Personal information
- Full name: Seppo Tapio Aleksanteri Korjus
- Born: 10 February 1961 (age 65) Vehkalahti, Finland
- Height: 196 cm (6 ft 5 in)
- Weight: 102 kg (225 lb)

Sport
- Country: Finland
- Sport: Athletics
- Event: Javelin throw

Achievements and titles
- Personal best: 86.50 m (1988)

Medal record
Men's Javelin Throw
Representing Finland
Olympic Games
| Gold medal – first place | 1988 Seoul | Javelin |

= Tapio Korjus =

Finnish javelin thrower (born 1961)

Tapio Korjus (born 10 February 1961, in Vehkalahti) is a Finnish Olympic champion former javelin thrower.

==Biography==
Korjus was born in Vehkalahti. He was one of the leading javelin thrower in his home country in the 1980s, but did not attain international success until 1988.
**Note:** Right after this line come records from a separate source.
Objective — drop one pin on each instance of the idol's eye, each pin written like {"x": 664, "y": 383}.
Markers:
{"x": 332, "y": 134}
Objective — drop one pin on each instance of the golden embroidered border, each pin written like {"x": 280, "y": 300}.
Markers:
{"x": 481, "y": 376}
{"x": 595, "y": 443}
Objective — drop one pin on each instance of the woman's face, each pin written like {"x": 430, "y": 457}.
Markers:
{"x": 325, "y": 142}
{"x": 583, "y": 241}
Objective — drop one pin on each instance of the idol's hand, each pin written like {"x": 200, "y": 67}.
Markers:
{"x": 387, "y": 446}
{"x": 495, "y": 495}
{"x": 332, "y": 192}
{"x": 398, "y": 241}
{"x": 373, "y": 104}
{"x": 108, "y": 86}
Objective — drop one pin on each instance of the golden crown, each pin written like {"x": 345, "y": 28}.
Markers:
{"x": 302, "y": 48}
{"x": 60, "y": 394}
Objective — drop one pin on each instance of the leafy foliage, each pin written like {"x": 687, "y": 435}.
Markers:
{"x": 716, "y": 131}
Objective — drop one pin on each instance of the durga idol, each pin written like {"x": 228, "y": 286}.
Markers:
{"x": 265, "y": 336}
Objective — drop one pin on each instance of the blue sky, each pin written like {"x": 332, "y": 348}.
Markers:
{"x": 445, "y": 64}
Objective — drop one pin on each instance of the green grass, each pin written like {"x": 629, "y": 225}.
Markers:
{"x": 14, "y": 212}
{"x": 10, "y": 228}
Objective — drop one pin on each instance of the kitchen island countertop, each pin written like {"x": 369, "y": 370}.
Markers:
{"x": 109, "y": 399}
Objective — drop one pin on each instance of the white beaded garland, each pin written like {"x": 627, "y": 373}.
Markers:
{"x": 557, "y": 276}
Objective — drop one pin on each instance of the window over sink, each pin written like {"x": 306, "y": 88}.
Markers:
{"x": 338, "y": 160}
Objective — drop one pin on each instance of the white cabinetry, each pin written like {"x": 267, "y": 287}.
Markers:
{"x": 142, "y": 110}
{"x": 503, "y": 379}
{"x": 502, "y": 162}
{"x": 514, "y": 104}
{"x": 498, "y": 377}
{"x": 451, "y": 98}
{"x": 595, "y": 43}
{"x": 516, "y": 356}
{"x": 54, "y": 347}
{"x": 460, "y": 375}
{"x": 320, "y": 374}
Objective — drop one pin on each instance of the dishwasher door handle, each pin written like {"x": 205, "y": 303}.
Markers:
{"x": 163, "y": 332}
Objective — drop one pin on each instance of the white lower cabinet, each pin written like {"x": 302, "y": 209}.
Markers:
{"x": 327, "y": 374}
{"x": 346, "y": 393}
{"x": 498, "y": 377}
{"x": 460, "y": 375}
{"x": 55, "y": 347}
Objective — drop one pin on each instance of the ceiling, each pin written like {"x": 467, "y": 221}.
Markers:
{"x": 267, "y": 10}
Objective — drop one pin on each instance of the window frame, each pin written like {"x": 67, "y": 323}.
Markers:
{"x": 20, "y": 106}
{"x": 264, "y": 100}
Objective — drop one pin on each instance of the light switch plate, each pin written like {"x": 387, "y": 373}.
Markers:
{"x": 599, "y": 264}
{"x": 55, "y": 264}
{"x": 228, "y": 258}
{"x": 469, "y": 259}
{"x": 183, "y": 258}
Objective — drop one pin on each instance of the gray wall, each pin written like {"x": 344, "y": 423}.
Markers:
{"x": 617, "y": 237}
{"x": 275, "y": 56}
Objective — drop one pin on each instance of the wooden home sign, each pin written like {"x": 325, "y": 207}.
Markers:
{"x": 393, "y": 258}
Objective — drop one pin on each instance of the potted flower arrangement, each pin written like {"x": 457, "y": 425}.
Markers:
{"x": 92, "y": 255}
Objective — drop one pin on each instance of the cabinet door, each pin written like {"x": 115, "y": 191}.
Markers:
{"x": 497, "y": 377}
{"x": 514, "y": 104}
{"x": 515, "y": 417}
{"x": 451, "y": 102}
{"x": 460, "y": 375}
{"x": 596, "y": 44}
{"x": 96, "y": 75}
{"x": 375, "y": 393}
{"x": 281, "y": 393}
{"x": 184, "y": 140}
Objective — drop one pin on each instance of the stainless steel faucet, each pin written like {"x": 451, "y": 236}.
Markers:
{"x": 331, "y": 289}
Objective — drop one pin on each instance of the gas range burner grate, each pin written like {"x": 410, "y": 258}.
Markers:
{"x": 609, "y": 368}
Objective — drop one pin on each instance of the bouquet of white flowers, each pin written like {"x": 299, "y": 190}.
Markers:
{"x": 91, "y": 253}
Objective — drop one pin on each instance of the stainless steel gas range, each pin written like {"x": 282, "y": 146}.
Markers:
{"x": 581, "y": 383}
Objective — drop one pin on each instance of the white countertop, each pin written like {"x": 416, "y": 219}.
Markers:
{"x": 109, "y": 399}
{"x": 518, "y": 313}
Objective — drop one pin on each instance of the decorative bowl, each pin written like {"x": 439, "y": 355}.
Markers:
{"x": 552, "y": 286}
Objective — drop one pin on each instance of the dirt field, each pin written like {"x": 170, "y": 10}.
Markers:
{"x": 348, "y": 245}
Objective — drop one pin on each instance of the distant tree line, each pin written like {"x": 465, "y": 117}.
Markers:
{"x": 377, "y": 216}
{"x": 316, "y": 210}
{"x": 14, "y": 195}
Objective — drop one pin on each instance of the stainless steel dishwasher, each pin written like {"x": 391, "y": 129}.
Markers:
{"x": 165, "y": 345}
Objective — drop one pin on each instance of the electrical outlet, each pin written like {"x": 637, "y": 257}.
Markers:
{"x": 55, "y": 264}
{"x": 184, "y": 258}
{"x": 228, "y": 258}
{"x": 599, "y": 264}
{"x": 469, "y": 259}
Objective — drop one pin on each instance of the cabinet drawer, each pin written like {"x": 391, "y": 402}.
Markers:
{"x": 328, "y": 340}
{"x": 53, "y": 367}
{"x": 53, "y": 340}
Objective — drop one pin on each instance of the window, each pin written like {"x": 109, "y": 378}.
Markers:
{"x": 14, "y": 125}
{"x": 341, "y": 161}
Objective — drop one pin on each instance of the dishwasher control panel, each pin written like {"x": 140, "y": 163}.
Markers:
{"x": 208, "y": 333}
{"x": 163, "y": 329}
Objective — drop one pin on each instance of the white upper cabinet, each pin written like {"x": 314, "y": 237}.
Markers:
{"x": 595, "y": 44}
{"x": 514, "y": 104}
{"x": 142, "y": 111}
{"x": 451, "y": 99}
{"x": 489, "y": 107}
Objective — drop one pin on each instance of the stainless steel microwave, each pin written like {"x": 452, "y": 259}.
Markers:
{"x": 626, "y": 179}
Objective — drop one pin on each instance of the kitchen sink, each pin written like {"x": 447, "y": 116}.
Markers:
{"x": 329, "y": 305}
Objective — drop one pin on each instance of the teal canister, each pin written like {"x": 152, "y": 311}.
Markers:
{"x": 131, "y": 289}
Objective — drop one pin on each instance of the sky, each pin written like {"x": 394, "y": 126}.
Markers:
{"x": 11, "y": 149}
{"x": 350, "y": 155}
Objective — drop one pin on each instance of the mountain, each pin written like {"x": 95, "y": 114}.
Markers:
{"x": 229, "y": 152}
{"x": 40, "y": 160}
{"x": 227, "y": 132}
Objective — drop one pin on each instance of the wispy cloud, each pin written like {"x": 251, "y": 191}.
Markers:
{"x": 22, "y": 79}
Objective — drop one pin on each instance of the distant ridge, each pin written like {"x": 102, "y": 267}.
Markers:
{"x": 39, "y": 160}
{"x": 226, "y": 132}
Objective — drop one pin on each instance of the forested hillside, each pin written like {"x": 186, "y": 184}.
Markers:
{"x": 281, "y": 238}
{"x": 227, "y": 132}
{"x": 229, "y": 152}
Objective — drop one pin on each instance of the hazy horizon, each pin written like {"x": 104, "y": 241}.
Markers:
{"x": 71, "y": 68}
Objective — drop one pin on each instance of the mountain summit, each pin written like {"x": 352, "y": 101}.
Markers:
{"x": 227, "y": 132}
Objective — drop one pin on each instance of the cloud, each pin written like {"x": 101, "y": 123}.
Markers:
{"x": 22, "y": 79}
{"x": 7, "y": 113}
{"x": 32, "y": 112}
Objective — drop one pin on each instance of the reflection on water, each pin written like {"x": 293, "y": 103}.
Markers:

At the Summer Olympics held in Seoul, South Korea, Korjus was second-placed for most of the contest. However, with the last throw of the competition, he threw the javelin 84.28 meters, winning the gold medal. Korjus continued to compete after his Olympic victory for one more season, and retired from sports at the end of 1989. He later worked as an athletics coach and has coached other javelin throwers including Mikaela Ingberg.

From 2007-11, Korjus was chairman of the Finnish National Sports Council and was re-elected as chairman of that council again in 2015. In 2010, Korjus also became chairman of the Finnish NOC professional sports committee.